State Senate Votes to Ban AP U.S. History, Claims the Courses are “Biased”
Advanced Placement (AP) classes enable high school students to take college level courses and receive college credit. They are administered by the College Board, a nonprofit that also administers the SAT tests.
The College Board’s framework for teaching APUSH has been undermined by changes that amount to a “shift toward a leftward ideology… made obvious by a growing focus on group identities, such as ‘the formation of gender, class, racial and ethnic loyalties,’ at the expense of such unifying concepts as American Exceptionalism,” State Sen. William Ligon (R-Brunswick) states on his website.
The current framework, which guides teachers in planning their own curriculum to prepare students for the APUSH test, is not entirely new.
The College Board set out to redesign the framework beginning in 2006, prompted by feedback from educators who wanted to see more of an emphasis on critical thinking and less on rote memorization.
The new framework was released in 2012, and a survey conducted by the College Board indicated that eighty-five percent of APUSH teachers nationwide supported the changes.
So why is the framework now under attack?
It seems to be the latest secessionist trend in right-wing education policy, taking the place of last year’s anti-Common Core legislation that turned out to be wildly unpopular amongst constituents.
State Sen. Ligon introduced what turned out to be a doomed anti-Common Core bill last year, along with legislators in several states who are now on the ban-APUSH bandwagon.
Brant Frost, a Tea Partier from Coweta County, interviewed Sen. Ligon along with State Sen. Fran Millar (R-Dunwoody), who chairs the Senate Higher Education Committee, and posted the video online in January 2015.
In the interview, the Senators talk at length about their opposition to the APUSH framework. Between the two, Millar is by far the most quotable.
“Many of the questions [on the APUSH test] relate to what I call social justice issues. And there certainly is a place for social justice. But the foundations of American history, things like Manifest Destiny, the role of Capitalism, et cetera, there seems to be no emphasis at all when you read through the examination,” Millar said.
He went on to complain about how the framework makes room for the perspectives of indigenous people, poor people, and women, lamenting how different this is from the history courses he had in college decades ago.
“Did we always treat the Indians fairly? No we didn’t treat them fairly. But again, in the context of history, that wasn’t the overriding thing, it was the westward expansion, that was what it was about.”
On women’s liberation: “There’s been a differentiation between women and men since the Old Testament. And have we made a lot of progress? Yeah certainly. I’ve got two daughters and a wife, trust me, we’ve made a lot of progress.”
When it comes to poor people, Millar is disturbed by images included in the APUSH test booklet that show 19th-century immigrants living in squalid tenement housing
“If you look at the pictures they show in there…it’s all negative-type things. People living in poverty or this that and the other, versus, you know, the construction of the Golden Gate Bridge. That was pretty spectacular.”

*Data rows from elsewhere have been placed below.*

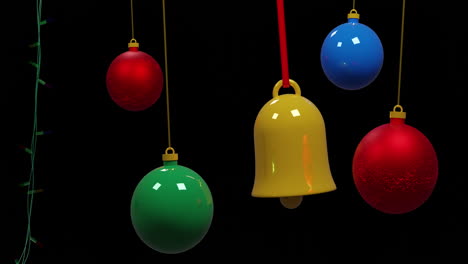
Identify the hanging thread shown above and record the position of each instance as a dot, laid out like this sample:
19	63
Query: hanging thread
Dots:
282	40
401	51
166	77
131	16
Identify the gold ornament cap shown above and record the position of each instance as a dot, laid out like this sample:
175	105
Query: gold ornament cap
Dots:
397	114
353	14
170	156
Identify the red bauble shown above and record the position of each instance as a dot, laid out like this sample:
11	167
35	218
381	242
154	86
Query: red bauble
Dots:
395	167
134	80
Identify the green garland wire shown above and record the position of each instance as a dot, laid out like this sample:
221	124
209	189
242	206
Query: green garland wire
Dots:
30	194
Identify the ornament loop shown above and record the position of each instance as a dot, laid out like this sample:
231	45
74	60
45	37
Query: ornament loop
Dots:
170	156
353	14
293	84
133	43
398	114
398	106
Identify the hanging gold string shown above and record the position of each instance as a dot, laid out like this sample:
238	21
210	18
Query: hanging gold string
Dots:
401	52
131	14
166	79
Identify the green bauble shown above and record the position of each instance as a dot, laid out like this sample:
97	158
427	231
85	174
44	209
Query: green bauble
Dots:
172	208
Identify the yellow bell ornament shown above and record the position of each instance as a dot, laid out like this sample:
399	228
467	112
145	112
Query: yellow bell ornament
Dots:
291	157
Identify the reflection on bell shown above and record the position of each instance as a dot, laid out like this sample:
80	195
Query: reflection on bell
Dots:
291	158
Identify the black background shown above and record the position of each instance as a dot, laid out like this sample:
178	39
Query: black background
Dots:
223	61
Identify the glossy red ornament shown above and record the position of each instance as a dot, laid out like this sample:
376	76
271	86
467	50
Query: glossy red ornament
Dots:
395	167
134	79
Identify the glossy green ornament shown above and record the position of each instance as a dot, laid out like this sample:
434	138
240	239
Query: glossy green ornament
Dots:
171	207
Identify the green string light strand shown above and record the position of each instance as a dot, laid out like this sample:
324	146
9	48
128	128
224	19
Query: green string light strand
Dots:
30	194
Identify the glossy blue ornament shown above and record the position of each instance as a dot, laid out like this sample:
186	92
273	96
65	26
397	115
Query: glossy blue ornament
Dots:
352	54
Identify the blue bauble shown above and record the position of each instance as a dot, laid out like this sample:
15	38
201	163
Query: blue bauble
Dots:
352	54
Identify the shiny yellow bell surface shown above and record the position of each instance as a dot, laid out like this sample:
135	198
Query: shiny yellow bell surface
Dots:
291	157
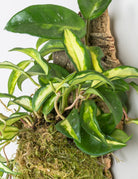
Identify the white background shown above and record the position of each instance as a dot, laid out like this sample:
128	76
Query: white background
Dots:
124	18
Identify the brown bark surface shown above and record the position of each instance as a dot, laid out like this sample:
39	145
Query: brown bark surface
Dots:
99	35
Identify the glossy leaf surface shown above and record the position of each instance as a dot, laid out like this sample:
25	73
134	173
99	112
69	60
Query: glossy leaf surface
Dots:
41	95
10	65
93	146
96	55
89	122
15	117
40	41
8	132
112	101
84	76
6	95
15	75
24	102
35	70
47	21
120	135
49	104
5	169
35	55
121	72
51	46
134	85
106	123
92	9
70	126
121	85
76	51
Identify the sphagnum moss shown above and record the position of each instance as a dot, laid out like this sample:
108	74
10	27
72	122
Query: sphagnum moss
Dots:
45	153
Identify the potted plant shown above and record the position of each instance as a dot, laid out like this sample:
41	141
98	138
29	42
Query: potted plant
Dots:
71	119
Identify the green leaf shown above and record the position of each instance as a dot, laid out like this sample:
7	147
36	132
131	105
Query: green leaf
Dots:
96	55
10	65
134	85
51	46
111	99
2	159
65	81
89	122
58	71
1	174
92	9
120	136
95	147
121	85
5	169
40	41
47	21
106	123
35	70
49	105
41	95
76	51
121	72
6	95
132	121
15	75
70	126
24	102
35	55
84	76
15	117
8	132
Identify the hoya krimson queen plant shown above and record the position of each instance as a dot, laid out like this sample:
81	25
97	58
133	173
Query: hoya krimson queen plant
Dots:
69	102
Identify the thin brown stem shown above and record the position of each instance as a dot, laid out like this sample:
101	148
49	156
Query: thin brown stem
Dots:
6	106
73	104
56	106
125	115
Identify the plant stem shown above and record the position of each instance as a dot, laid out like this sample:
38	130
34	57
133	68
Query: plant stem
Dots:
73	104
87	32
56	106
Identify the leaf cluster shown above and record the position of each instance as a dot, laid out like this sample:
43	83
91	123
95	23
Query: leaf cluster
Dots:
74	98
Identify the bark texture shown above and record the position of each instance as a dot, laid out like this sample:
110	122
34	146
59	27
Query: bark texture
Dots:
99	35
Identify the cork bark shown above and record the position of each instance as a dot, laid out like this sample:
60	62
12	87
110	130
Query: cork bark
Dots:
99	35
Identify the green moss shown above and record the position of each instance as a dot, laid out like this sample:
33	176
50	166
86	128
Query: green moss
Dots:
44	153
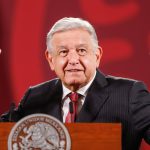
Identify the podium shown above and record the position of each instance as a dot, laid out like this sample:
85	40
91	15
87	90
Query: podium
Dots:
84	136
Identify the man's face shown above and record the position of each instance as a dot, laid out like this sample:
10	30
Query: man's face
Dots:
73	57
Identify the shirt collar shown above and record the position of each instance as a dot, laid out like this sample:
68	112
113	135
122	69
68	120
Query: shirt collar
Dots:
83	90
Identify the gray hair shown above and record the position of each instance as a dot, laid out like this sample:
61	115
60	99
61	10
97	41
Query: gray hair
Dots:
70	23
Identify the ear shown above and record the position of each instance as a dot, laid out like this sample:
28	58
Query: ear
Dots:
49	58
99	53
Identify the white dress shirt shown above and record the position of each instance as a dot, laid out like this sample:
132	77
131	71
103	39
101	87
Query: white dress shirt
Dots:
65	99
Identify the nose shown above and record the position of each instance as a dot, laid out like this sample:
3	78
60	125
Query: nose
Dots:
73	57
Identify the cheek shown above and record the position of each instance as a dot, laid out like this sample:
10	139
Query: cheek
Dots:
89	63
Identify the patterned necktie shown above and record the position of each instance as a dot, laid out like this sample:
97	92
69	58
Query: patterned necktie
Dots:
71	116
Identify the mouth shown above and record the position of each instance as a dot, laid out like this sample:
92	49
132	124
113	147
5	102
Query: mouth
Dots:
73	70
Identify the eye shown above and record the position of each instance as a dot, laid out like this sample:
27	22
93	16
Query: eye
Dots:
82	51
63	53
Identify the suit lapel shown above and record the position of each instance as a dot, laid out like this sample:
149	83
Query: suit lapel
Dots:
55	100
95	99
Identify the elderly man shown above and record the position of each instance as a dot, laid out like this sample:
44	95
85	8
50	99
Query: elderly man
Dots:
81	93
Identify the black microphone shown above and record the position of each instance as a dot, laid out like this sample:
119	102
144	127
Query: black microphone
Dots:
71	107
11	111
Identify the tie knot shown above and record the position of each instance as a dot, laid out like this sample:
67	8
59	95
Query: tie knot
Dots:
73	97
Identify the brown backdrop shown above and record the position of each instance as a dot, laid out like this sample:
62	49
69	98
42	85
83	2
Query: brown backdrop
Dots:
123	29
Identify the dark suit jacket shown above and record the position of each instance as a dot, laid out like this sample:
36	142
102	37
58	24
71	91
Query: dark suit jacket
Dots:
109	99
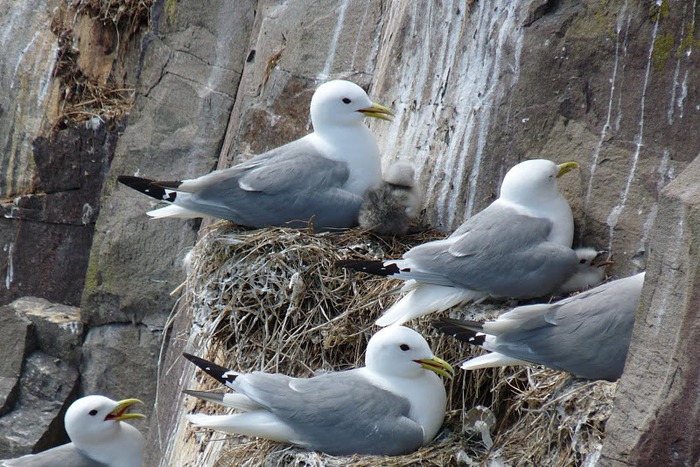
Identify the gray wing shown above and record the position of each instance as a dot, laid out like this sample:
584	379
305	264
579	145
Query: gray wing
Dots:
498	251
290	184
64	455
587	334
338	413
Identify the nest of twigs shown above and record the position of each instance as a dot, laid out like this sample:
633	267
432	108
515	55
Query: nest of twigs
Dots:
83	97
274	300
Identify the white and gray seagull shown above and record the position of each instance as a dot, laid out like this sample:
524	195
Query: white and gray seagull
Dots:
317	179
518	247
392	406
587	334
99	438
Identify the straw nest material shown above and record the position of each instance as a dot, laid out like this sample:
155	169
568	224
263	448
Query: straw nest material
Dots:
83	96
274	300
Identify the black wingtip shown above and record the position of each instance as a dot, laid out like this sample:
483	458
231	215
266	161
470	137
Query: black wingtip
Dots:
218	372
378	268
210	396
149	187
463	330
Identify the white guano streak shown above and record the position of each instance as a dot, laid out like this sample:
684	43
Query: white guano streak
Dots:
616	211
330	57
461	59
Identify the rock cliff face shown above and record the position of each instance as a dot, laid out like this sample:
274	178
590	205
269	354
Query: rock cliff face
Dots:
476	86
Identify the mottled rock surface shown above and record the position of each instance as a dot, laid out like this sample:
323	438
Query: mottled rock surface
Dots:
57	329
15	338
47	387
655	421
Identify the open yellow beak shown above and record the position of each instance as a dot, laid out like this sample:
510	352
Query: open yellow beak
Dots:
378	111
567	167
119	412
437	365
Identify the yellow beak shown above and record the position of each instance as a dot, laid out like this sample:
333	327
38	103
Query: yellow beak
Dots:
378	111
437	365
600	260
567	167
119	412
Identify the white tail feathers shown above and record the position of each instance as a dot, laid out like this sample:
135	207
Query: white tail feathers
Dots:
491	360
422	299
173	211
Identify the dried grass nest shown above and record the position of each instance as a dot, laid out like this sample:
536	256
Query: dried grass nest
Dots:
274	300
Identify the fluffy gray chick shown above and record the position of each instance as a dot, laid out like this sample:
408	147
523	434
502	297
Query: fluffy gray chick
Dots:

The test question that accompanies this image is what rankles Ligon.
According to his reading, the test asks: Advocates for individuals such as those shown in the image would have most likely agreed with which of the following perspectives?
“The wrong answer is that capitalism free of government regulation would improve social conditions,” Ligon says, referring to the answer provided by the testing materials.
“So it’s giving a negative connotation to free enterprise and the understanding that people can come in, learn new skills, learn the language and better themselves.”
He bemoans the correct answer, “that government should act to eliminate the worst abuses of the industrial society.”
Off all the items these lawmakers find fault with, Millar sums up their overarching concern thusly:
“The bias I see in how they view national concepts is not how I view national concepts.”
In other words, his perspective is standard and anything else is “biased.”
SR 80 is non-binding. It essentially pressures the State School Superintendent to pressure the College Board to return to its old framework.
If the College Board does not comply [which it won’t], the Resolution instructs the Superintendent to revoke funding for APUSH courses in Georgia and redirect them to state-created alternatives.
This sequence of events is unlikely to manifest, even though Superintendent Richard Woods issued a statement in January 2015 supporting the resolution.
“I fully support SR 80’s move to ensure that Georgia’s students are being taught using the very best history standards possible. Any opportunity for our academic or our nation’s historical integrity to be eroded must not be allowed,” Woods said in a press release.
But it is hard to imagine teachers and parents sitting idly by if the Superintendent actually made a concrete move to opt out of APUSH.
“The impact would be most felt on students and their opportunity to pursue college-level course work though the AP program while still in high school,” Zachary Goldberg, a College Board spokesperson, told APN.
Better Georgia sent out a petition opposing the resolution. Meanwhile, a trending change.org petition opposes HB 1380 in Oklahoma, a similar legislative proposal to Georgia’s SR 80. It has over 2,100 signatures.